A reading of my new play RED FLAMBOYANT for the Immigrant Voices Project at Queens Theater in the Park. Directed by Joanna Settle.

I had a reading of Red Flamboyant last Saturday at Queens Theater in the Park as part of their Immigrant Voices project. It was really great to hear it in front of an audience, and I learned a great deal about my play. I knew going into it, that the Queens Theater audience would be full of non-industry, traditional theater going folks (most of them older) and their comments would be pretty candid.

I wanted to share some of the highlights from the reading:

Five minutes into it, two elderly ladies who were sitting in the front row, walked out. On their way out they asked an usher for their cookie. (Coffee and cookies are served after each reading at QTIP)

During Tranh’s monologue (the farmer who donates blood), Tranh has this line “What’s that called when you give your blood to someone else?” Several people responded back “A transfusion” That was great. They were clearly paying attention.

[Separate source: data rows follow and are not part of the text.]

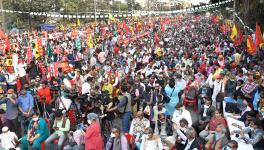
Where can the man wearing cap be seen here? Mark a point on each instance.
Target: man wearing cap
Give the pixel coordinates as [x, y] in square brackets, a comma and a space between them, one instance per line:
[11, 114]
[25, 105]
[11, 79]
[8, 139]
[44, 96]
[61, 128]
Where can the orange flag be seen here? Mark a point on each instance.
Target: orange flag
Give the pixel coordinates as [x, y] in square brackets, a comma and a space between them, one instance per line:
[258, 36]
[251, 48]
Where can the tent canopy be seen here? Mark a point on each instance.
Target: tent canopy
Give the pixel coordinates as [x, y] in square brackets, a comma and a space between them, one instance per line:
[47, 27]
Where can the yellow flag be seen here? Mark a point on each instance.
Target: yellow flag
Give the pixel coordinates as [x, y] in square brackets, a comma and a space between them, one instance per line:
[111, 17]
[234, 32]
[78, 22]
[90, 42]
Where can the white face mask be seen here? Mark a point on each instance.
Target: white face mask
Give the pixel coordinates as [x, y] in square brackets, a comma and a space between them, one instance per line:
[89, 121]
[35, 119]
[147, 136]
[112, 135]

It was also great to feel when the audience was getting restless. One older lady was more obvious about it than others, as she held her watch up, sighed, and made a frowny face.

At the opening of act two, where we have that flashback scene with all the women in it, one lady in the audience said to herself “I thought they were dead?”

During the talkback, one person said he felt there were two plays going on, and if I ever thought about writing just two seperate plays? My one word response to him was “no”

I think my favorite question from the talkback was “What’s a red flamboyant?”

Really? Hmm….I guess I wasn’t clear enough. So, for my next draft, I’m going to start the play off with an actor dressed up in red flower petals, speaking directly to the audience (just for Christina):

“Ladies and gentlemen, behold! I am a red flamboyant. People will be searching for me throughout the play. Also, please turn off all cell phones and pagers. Thank you.”

All kidding aside, I do love the QTP audience because of their candor and it was truly helpful to bring it to them and gauge their responses. A big thanks to Rob Urbinati for giving me the opportunity to share my play at QTP.